小木の郷愁風景

  新潟県小木町<港町> 
地図 <佐渡市>
 町並度 6 非俗化度 7 −風待ち港として重宝された佐渡を代表する港町−

  小木町は佐渡島の南西端を占め、日本海に向け鋭い半島状の陸地が突き出ている。
 その中にあって半円形状の入江を持つ小木港を囲み、町の中心部が形成されている。南に湾口を開く形のため、冬季の季節風を回避し、島の中でも恵まれた条件であった。

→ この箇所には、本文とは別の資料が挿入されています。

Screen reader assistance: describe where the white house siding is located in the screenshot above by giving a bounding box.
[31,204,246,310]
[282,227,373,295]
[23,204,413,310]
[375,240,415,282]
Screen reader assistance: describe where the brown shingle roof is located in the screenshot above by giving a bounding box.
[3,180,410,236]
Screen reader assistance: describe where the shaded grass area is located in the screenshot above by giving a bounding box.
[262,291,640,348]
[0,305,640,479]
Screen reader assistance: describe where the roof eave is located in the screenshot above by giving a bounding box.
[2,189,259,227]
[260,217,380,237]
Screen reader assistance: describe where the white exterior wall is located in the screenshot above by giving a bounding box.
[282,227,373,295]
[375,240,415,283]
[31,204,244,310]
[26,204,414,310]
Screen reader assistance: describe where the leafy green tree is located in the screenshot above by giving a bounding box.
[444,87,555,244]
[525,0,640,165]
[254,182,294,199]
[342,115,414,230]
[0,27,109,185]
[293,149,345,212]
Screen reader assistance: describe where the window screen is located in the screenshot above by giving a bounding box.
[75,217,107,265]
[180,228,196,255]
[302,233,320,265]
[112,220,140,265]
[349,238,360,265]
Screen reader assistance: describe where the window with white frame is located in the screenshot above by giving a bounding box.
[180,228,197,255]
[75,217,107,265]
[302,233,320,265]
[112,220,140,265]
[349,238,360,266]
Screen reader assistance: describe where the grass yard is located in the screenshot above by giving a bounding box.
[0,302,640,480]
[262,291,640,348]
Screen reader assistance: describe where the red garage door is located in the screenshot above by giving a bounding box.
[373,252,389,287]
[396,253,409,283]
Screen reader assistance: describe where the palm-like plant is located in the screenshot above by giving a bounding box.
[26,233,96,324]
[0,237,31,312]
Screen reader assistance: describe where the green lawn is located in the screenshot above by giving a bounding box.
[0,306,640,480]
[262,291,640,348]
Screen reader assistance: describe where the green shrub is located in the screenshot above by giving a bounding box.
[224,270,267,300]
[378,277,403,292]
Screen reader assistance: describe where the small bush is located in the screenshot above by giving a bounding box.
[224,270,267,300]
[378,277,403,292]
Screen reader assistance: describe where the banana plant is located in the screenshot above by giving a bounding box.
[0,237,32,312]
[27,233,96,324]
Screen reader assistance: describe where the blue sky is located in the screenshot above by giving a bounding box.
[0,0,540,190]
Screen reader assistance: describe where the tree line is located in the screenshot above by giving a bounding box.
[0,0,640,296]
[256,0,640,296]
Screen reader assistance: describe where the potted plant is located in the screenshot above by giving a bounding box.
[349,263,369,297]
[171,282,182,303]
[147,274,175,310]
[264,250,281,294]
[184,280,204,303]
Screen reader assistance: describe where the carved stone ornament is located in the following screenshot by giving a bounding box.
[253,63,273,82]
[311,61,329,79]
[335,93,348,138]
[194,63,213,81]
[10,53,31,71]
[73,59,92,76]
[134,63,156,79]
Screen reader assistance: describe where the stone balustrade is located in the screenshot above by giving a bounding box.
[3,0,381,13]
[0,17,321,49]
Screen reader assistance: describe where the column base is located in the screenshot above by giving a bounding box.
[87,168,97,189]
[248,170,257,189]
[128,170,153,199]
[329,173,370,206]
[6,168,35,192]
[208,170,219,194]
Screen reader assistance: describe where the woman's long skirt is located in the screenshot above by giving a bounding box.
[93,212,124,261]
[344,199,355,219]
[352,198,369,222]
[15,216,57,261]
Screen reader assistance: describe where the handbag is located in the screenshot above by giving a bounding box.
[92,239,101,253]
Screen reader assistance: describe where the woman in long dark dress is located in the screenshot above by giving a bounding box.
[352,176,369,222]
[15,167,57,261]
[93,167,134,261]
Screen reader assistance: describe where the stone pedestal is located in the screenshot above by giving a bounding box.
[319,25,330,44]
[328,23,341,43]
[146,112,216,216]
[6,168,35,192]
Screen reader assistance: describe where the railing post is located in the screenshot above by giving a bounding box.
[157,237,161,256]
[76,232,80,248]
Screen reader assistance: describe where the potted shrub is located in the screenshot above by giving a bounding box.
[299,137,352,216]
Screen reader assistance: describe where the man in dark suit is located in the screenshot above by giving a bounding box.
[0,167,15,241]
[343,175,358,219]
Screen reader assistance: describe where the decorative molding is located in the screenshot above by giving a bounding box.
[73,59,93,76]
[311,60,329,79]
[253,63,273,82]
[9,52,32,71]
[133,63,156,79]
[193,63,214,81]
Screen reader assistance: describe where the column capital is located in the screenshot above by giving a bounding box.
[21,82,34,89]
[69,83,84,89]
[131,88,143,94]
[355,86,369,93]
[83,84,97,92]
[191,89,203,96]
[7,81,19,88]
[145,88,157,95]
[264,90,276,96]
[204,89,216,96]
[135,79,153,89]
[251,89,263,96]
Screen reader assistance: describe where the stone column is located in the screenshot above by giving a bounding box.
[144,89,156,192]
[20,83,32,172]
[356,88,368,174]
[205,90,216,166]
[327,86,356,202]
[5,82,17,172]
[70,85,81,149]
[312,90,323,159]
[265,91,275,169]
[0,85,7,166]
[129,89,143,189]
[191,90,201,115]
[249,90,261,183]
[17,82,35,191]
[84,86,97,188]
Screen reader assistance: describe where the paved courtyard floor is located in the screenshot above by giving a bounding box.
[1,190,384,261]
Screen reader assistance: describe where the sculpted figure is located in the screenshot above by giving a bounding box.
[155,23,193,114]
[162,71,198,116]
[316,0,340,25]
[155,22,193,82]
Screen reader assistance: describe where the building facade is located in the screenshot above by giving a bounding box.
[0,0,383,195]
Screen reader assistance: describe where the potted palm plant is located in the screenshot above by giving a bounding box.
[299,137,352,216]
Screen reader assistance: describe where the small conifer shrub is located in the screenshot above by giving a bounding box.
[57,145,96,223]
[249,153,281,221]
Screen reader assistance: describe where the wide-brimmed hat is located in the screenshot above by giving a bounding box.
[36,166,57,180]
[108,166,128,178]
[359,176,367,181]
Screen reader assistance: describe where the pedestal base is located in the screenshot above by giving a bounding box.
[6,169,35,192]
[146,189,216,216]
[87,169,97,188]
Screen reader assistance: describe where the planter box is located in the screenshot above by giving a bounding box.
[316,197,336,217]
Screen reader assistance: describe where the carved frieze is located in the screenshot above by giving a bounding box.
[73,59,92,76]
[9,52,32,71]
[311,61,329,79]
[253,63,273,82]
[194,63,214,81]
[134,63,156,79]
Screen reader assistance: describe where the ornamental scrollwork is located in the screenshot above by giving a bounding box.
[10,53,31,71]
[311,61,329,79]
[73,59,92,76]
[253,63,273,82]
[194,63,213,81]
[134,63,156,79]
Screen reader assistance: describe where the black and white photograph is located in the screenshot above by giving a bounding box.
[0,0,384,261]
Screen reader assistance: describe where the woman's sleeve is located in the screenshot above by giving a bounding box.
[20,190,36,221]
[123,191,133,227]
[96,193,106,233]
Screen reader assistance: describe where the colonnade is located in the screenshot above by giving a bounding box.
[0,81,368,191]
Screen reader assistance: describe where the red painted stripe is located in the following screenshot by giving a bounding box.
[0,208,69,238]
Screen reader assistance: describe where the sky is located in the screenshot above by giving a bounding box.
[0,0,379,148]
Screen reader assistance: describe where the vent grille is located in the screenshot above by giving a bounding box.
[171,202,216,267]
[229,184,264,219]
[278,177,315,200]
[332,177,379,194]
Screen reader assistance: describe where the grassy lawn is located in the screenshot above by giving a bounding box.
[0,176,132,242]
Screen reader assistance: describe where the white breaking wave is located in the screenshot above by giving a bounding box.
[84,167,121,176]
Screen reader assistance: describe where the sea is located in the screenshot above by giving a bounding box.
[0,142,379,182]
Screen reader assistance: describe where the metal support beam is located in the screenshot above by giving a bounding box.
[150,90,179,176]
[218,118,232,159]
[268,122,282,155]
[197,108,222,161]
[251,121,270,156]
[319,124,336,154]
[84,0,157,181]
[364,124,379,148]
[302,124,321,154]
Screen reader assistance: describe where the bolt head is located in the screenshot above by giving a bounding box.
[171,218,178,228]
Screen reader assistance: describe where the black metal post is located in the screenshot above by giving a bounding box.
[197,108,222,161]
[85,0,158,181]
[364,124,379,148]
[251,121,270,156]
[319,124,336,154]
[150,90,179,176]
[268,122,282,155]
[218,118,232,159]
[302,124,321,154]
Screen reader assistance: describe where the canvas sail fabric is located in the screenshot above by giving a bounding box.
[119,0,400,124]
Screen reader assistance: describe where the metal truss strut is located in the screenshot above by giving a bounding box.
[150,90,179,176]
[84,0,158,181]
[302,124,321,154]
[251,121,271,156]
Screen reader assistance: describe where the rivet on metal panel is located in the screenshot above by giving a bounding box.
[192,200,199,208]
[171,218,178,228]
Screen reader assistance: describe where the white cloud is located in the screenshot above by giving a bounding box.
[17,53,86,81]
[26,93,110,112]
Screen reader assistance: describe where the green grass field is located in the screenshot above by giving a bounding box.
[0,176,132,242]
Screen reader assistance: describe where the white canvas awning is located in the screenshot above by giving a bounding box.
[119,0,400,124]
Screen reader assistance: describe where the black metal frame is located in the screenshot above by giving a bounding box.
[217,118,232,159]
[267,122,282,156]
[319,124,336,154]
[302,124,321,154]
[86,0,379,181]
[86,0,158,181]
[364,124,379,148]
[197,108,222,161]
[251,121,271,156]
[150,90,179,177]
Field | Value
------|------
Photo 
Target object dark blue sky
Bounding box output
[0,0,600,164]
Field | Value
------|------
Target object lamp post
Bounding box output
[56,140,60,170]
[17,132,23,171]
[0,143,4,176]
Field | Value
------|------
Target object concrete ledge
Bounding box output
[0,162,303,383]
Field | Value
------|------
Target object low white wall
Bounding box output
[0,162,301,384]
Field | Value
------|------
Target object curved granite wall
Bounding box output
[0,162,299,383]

 江戸初期の慶長年間には早くも出雲崎への渡海場に指定され、島内各地から小木への陸路も整備された。江戸も後半になり西廻り航路が発達すると、風待ち港として重宝された。越後の各地からの廻米はこの小木に一旦集められ、ここから500〜1000石積の大型船に積み替えられて大坂に運ばれたという。また、蝦夷地・松前との交易が盛んに行われ、また松前と各地とを結ぶ諸船も多く立寄った。
 地図を見ると、小木の中心街は半円形状の湾の形に合わせ、街路が円弧状を呈している。家々はそれに沿い間口が狭く、奥行の深い形状をしており、いかにも歴史に根付いた町並が展開しているものとの期待を抱かせる。事実町を歩くと平入りの連続性の高い家並が連なっており、港を基盤とした賑わいは相当なものであっただろうことを伺わせる。
 江戸期に遡るような古いものは無いようだが、2階部が前面にせり出した「せがい造り」の建物が多くを占め、町並の印象を独特なものとしていた。街路が緩やかに曲線を描き、家々が円弧状に連なるため遠方まで見渡すことができず、それに続く町並風景の期待感を抱かせる。
 小木港は現在も直江津との間に客船が就航しており、島の南の玄関口となっている。港の一角ではタライ船に乗る観光客の姿も眼にする。ここはその中心地区でもある。